Background information
- Born: Steven John Bator October 22, 1949 Youngstown, Ohio, U.S.
- Died: June 3, 1990 (aged 40) Paris, France
- Genres: Punk rock; new wave; gothic rock; power pop;
- Occupations: Musician, actor
- Instruments: Vocals, guitar, bass
- Years active: 1974–1990
- Labels: Bomp!, Sire
- Formerly of: Dead Boys; The Lords of the New Church; The Wanderers;

= Stiv Bators =

American singer and guitarist (1949–1990)

Steven John Bator (October 22, 1949 – June 3, 1990), known professionally as Stiv Bator and later as Stiv Bators, was an American punk rock vocalist and guitarist from Youngstown, Ohio.

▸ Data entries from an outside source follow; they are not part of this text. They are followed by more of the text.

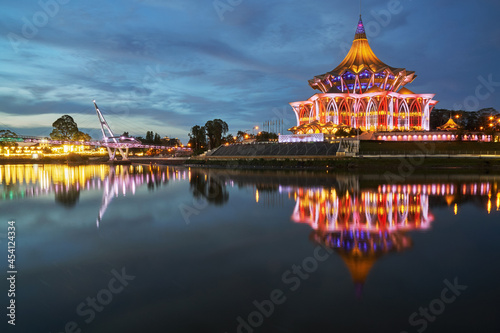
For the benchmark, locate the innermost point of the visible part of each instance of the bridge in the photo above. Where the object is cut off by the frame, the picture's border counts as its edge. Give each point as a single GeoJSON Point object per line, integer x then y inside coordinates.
{"type": "Point", "coordinates": [114, 144]}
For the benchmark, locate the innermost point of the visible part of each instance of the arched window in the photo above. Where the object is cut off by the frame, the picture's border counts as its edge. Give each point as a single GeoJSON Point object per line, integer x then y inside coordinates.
{"type": "Point", "coordinates": [416, 115]}
{"type": "Point", "coordinates": [344, 114]}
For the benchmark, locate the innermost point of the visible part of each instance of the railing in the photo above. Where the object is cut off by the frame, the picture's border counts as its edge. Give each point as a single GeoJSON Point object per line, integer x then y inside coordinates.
{"type": "Point", "coordinates": [431, 153]}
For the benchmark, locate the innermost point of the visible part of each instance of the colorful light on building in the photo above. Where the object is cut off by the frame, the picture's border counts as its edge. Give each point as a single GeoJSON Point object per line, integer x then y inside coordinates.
{"type": "Point", "coordinates": [363, 93]}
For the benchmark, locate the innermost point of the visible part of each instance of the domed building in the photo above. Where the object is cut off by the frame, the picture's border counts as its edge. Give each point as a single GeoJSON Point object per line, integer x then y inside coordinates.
{"type": "Point", "coordinates": [363, 93]}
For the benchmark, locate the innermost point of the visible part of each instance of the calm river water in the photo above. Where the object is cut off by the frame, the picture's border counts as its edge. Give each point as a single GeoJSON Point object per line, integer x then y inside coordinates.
{"type": "Point", "coordinates": [162, 249]}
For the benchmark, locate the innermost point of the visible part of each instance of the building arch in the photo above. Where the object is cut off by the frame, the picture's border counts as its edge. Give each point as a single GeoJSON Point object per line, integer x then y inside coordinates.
{"type": "Point", "coordinates": [403, 115]}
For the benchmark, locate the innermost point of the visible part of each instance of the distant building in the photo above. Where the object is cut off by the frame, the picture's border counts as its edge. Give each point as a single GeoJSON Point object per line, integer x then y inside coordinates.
{"type": "Point", "coordinates": [171, 142]}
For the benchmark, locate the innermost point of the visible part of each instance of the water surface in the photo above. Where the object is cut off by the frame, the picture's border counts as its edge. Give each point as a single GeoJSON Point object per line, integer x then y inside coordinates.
{"type": "Point", "coordinates": [140, 249]}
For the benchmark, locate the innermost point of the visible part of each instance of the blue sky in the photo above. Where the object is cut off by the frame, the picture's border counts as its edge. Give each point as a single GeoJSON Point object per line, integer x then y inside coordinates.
{"type": "Point", "coordinates": [168, 65]}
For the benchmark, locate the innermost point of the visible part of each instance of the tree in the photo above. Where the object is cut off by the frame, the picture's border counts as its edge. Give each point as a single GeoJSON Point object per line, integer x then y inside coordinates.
{"type": "Point", "coordinates": [80, 136]}
{"type": "Point", "coordinates": [65, 128]}
{"type": "Point", "coordinates": [215, 130]}
{"type": "Point", "coordinates": [266, 136]}
{"type": "Point", "coordinates": [197, 138]}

He is best remembered for his bands Dead Boys and the Lords of the New Church.

== Early life ==
Stiv Bators was born Steven John Bator on October 22, 1949, in Youngstown, Ohio, to Mr and Mrs. Stephen John Bator Sr. He was of Pennsylvania Dutch and Slovak descent. He was in Catholic school for 12 years.

== Music and film career ==
In the course of his career Bators was involved with a variety of bands (dating back as early as 1969) beyond those for which he was best known, including Mother Goose Band (aka Mother Goose), the Steve Bator Band, Rockin’ Tomatoes, Rocket from the Tombs, Frankenstein (pre Dead Boys), Hormones, with Dennis Comeau and Andre Siva, the Whores of Babylon (with Dee Dee Ramone and Johnny Thunders). He also recorded as a solo artist with Bomp! Records.

As the lead singer and driving force of the Cleveland, Ohio–based Dead Boys, Bators helped pioneer the punk rock sound, look and attitude. The band quickly became a popular staple at CBGB, a music club in New York City's East Village. The Dead Boys were featured in the punk rock films Punking Out (1978), Live at CBGB's (1977) and Crash 'n' Burn (1977).

Following the demise of Dead Boys in 1979, Bators began a tumultuous relationship with Bomp! Records and its president, Greg Shaw. According to Shaw: "[W]hat he craved most was to escape the fetters of his Dead Boy image and win respect as a singer of contemporary pop rock (...) in other words, he wanted to be 'the thinking punk's Eric Carmen.'" To this end, and usually with first-wave punk rock veterans in tow, he recorded several singles, many of which were unreleased, and an LP, Disconnected, which was released in 1980. A retrospective album released in 1994, L.A. L.A., documented Bators' efforts as a pop-punk singer.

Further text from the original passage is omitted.